The university had offered the scholar, Steven G. Salaita, a tenured professorship in American Indian studies, with the offer subject to approval by the university’s Board of Trustees. But the university said later that it would not forward his appointment to the board for its approval, after Mr. Salaita drew scrutiny over tweets that were fiercely critical of Israel.
The move riled many academics who have pledged to avoid the university until it reverses the decision not to hire Mr. Salaita.
Phyllis M. Wise, Urbana-Champaign’s chancellor, said in a message to the campus that the university’s decision on Mr. Salaita “was not influenced in any way” by his views on the conflict in the Middle East or his criticism of Israel. But she raised concerns about civility and what she said was the university’s duty to ensure that all viewpoints were welcome.
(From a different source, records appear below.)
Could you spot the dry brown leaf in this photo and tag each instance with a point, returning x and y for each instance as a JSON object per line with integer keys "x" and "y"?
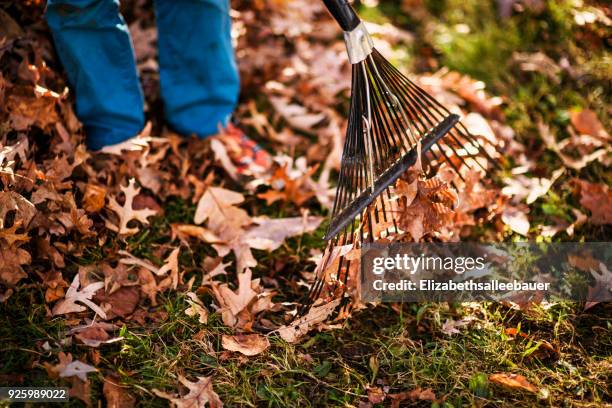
{"x": 574, "y": 163}
{"x": 414, "y": 395}
{"x": 95, "y": 334}
{"x": 200, "y": 394}
{"x": 292, "y": 188}
{"x": 218, "y": 205}
{"x": 12, "y": 201}
{"x": 513, "y": 381}
{"x": 126, "y": 212}
{"x": 516, "y": 219}
{"x": 586, "y": 121}
{"x": 247, "y": 344}
{"x": 117, "y": 395}
{"x": 170, "y": 271}
{"x": 601, "y": 290}
{"x": 121, "y": 303}
{"x": 269, "y": 234}
{"x": 596, "y": 198}
{"x": 292, "y": 332}
{"x": 196, "y": 308}
{"x": 520, "y": 186}
{"x": 73, "y": 295}
{"x": 69, "y": 368}
{"x": 297, "y": 116}
{"x": 11, "y": 260}
{"x": 238, "y": 309}
{"x": 94, "y": 198}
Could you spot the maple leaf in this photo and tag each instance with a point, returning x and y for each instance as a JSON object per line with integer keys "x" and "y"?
{"x": 247, "y": 344}
{"x": 126, "y": 213}
{"x": 73, "y": 295}
{"x": 513, "y": 381}
{"x": 317, "y": 314}
{"x": 200, "y": 393}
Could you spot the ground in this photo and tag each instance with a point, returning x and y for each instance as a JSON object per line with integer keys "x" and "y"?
{"x": 531, "y": 76}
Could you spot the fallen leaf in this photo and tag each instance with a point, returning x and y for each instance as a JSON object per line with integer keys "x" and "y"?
{"x": 513, "y": 381}
{"x": 520, "y": 186}
{"x": 269, "y": 234}
{"x": 94, "y": 198}
{"x": 69, "y": 368}
{"x": 200, "y": 394}
{"x": 73, "y": 295}
{"x": 126, "y": 212}
{"x": 413, "y": 395}
{"x": 196, "y": 308}
{"x": 601, "y": 290}
{"x": 247, "y": 344}
{"x": 450, "y": 326}
{"x": 116, "y": 395}
{"x": 95, "y": 333}
{"x": 239, "y": 308}
{"x": 516, "y": 219}
{"x": 120, "y": 303}
{"x": 596, "y": 198}
{"x": 586, "y": 121}
{"x": 317, "y": 314}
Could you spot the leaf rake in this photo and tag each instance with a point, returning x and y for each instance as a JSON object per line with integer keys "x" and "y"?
{"x": 391, "y": 122}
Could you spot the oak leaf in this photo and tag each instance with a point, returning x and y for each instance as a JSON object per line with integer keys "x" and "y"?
{"x": 292, "y": 332}
{"x": 200, "y": 393}
{"x": 126, "y": 212}
{"x": 73, "y": 295}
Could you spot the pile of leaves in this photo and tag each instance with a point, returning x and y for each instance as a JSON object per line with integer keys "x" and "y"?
{"x": 105, "y": 234}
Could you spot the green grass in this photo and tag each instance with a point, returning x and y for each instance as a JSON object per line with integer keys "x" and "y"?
{"x": 378, "y": 347}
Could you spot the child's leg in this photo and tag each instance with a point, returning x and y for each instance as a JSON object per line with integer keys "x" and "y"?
{"x": 94, "y": 46}
{"x": 198, "y": 72}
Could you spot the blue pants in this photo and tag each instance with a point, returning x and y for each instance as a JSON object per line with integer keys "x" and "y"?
{"x": 198, "y": 73}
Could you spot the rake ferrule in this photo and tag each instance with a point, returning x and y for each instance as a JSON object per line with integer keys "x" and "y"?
{"x": 359, "y": 44}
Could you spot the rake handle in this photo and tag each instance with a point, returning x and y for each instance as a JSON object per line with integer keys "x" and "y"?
{"x": 344, "y": 14}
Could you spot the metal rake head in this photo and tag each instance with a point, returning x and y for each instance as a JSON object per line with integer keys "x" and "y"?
{"x": 391, "y": 122}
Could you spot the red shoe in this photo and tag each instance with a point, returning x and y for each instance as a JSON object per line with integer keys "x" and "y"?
{"x": 248, "y": 157}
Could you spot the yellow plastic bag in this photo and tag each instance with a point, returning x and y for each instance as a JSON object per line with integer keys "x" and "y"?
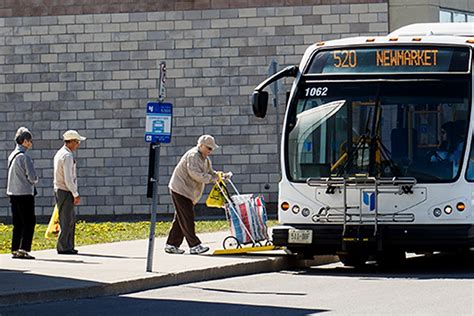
{"x": 53, "y": 227}
{"x": 216, "y": 198}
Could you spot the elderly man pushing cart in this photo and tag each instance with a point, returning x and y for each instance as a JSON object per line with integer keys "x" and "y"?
{"x": 187, "y": 183}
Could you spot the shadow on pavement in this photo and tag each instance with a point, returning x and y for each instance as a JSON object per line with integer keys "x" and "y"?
{"x": 107, "y": 256}
{"x": 443, "y": 265}
{"x": 245, "y": 292}
{"x": 67, "y": 261}
{"x": 135, "y": 306}
{"x": 20, "y": 286}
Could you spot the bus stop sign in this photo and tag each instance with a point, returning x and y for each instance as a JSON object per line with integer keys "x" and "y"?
{"x": 158, "y": 122}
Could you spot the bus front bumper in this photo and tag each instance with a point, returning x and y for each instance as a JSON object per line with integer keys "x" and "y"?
{"x": 329, "y": 239}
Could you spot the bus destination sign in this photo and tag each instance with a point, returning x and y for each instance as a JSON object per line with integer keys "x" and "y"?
{"x": 391, "y": 60}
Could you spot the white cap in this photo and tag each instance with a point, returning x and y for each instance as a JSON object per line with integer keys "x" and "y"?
{"x": 73, "y": 135}
{"x": 208, "y": 141}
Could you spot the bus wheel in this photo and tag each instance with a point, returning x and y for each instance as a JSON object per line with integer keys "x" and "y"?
{"x": 353, "y": 259}
{"x": 390, "y": 258}
{"x": 231, "y": 242}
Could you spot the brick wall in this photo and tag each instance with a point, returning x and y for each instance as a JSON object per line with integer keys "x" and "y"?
{"x": 95, "y": 73}
{"x": 60, "y": 7}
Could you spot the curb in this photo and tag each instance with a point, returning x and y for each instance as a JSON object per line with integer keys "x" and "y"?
{"x": 142, "y": 284}
{"x": 171, "y": 279}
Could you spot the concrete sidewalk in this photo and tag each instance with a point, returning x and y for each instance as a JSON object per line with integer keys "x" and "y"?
{"x": 116, "y": 268}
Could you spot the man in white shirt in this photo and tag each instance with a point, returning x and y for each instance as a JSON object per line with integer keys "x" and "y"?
{"x": 65, "y": 191}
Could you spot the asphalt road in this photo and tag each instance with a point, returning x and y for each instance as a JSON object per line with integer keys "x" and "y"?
{"x": 437, "y": 285}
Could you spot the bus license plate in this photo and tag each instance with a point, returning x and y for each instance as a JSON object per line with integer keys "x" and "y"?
{"x": 297, "y": 236}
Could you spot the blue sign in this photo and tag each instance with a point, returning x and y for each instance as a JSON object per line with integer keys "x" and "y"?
{"x": 369, "y": 200}
{"x": 158, "y": 122}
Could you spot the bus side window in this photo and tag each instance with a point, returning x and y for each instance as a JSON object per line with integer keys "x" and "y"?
{"x": 470, "y": 164}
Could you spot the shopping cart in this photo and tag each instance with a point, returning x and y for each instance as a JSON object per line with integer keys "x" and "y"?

“What we cannot and will not tolerate at the University of Illinois are personal and disrespectful words or actions that demean and abuse either viewpoints themselves or those who express them,” Ms. Wise said. “We have a particular duty to our students to ensure that they live in a community of scholarship that challenges their assumptions about the world but that also respects their rights as individuals.”
She said that tenure brought with it “a heavy responsibility to continue the traditions of scholarship and civility upon which our university is built.”
John K. Wilson, a co-editor of the American Association of University Professors’ Academe Blog, blasted Ms. Wise’s explanation in a post on Friday. He called her letter “an appalling attack on academic freedom and a rejection of the basic values that a university must stand for.”